The Girl Who Never Came Back by Suzanne Goldring is a powerful, historical, heartbreaking novel that tore my emotions to pieces.
The action alternates between World War II and up to 1999. We witness the devastating effect that war has on lives – a young boy who never recovers from the loss of his sister and a young woman who was responsible for training women to go overseas as spies.
Contrary to what some may believe, losing her girls to the Nazi war machine in occupied France, haunted a character for the rest of her life. She spent a lifetime searching for answers. She wanted to bring the guilty to justice and would not rest until she did.
The reader travels from wartime England to postwar Europe and back again. We learn of the horrors of the camps and those who ran them. It is dreadful and horrifying to see the Nazi ideals still retained in former Nazis, who ran the camps, many years later. Unrepentant characters with black hearts still believed in what they did.
Uncovering the truth brings the search to an end. Sometimes it is best to keep the painful truth hidden.
We follow a friendship that spanned eighty years. Love and loyalty remained.
The Price Of Silence
The Woman Outside The Walls by Suzanne Goldring is a powerful dual timeline novel that I just could not put down. It is a story that needs to be told in memory of the six million innocents, a quarter of which were children.
The novel is set in Germany mainly during World War II and in London in 2016. The young girl in the war has become the ninety year old in 2016. She has a life full of guilt and regrets, hiding a dreadful secret over the years. Her life has been a series of identities and fearful of a knock on the door. We could blame her youth for her silence, but we all have choices to make and innately know what is wrong and what is right. Innocent questions from a young teen, studying World War II send her back down the years.
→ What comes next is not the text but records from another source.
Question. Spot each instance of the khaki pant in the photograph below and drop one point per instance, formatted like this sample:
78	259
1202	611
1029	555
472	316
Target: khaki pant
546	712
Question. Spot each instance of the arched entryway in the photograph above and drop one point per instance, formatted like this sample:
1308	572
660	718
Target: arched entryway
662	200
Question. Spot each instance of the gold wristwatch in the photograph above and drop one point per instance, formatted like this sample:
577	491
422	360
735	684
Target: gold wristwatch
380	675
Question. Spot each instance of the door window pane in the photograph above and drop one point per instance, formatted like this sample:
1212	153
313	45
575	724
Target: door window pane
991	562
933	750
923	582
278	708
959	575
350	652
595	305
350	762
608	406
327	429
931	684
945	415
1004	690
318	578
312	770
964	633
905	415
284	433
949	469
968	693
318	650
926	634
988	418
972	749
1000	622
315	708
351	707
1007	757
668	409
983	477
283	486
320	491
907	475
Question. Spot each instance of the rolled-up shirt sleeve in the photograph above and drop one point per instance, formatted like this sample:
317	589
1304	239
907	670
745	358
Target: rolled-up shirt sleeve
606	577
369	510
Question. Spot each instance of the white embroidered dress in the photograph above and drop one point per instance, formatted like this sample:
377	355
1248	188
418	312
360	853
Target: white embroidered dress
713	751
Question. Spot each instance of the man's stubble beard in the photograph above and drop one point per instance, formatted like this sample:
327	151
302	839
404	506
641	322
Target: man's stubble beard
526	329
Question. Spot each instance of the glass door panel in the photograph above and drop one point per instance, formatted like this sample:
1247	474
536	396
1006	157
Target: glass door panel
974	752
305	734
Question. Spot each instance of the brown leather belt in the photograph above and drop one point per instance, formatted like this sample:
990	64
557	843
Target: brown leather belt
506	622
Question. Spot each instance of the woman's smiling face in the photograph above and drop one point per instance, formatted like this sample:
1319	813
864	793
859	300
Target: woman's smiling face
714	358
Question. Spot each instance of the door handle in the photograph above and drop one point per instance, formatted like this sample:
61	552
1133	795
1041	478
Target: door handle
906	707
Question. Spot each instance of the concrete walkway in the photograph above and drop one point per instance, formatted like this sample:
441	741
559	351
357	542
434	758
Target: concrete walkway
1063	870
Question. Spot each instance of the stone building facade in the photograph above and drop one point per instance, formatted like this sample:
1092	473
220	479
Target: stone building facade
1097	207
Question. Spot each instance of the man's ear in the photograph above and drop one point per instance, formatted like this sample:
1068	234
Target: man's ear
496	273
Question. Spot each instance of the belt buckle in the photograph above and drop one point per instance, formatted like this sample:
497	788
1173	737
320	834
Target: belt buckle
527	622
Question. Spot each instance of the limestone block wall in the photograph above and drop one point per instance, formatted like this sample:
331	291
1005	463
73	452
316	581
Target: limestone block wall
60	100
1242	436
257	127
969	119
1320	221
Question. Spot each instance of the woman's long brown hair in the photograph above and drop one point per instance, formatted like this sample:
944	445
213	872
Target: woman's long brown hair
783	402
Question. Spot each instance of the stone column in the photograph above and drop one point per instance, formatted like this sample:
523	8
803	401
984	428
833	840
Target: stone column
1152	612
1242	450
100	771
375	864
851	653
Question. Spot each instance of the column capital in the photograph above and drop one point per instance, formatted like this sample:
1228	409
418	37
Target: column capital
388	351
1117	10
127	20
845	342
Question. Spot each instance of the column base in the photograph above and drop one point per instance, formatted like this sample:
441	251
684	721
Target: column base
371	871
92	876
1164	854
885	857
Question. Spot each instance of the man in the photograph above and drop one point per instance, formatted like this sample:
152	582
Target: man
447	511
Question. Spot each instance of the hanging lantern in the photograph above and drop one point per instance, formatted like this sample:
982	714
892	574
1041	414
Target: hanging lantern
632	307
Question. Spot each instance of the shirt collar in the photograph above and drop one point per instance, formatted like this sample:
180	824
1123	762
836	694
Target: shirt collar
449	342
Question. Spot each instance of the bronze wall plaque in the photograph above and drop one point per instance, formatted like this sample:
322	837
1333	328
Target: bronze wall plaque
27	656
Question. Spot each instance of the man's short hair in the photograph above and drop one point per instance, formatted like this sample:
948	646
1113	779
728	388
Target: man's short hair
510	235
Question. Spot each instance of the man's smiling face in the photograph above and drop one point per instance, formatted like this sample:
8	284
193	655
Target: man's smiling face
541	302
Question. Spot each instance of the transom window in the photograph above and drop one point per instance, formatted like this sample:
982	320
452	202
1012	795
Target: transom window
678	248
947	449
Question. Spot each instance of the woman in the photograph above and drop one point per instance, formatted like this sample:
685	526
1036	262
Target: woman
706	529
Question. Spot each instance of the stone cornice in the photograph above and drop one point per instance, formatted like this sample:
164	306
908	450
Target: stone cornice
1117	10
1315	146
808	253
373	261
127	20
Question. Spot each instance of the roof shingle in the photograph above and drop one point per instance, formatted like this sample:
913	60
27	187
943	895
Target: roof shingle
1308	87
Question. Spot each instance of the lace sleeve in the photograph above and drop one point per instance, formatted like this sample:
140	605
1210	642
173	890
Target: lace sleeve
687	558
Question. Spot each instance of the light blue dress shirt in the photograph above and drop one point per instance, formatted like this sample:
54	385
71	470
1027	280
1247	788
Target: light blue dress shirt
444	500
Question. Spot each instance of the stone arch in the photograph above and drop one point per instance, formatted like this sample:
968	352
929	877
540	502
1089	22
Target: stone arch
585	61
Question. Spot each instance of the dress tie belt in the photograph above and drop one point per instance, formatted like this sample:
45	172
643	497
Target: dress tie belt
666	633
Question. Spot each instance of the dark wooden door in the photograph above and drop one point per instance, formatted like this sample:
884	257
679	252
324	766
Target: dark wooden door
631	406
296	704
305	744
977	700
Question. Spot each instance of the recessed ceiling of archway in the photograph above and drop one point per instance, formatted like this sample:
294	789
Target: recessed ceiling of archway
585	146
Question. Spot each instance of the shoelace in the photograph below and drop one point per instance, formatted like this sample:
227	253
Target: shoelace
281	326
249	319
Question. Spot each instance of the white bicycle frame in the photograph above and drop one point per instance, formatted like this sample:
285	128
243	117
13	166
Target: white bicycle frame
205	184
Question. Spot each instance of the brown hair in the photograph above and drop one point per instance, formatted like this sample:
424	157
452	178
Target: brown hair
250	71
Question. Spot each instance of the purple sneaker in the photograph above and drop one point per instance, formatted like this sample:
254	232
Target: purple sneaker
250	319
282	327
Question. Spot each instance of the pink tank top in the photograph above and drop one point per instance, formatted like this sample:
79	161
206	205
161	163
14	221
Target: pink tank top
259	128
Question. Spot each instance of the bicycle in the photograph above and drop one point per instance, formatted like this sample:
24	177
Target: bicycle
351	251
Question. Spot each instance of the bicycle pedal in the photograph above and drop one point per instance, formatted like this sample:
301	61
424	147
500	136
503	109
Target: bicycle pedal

The chapters alternate the time periods and voices to tell the tale. The narrative is powerful. We see that not all Germans were Nazis, but to remain silent was to condone events.
Suzanne Goldring shows the innocence and loyalty of childhood as two four year olds in 1929 Germany played quite happily together, even after the Nuremburg Laws were passed. Friendship not religion mattered until innocence is eroded by a disappearance.
Wow, Just Wow
The Girl Without A Name by Suzanne Goldring is a powerful dual time-line novel that had me completely enthralled from the start.
The action begins in 2004 looking backwards to 1939 before working its way forwards. The voices alternate within the time periods.
This was a novel that I ‘lived’ as I read. I put myself in the role of the leading lady. Due to the artistry of words of Suzanne Goldring I ‘felt’ what the character felt – the highs and the lows, the loves and the losses.
London was seen as a dangerous place to be for the children and many were evacuated at the start of World War II. The clean air of the Devon countryside contrasted with the grime of London. Some evacuees found loving homes. Others were cruelly treated and my heart broke.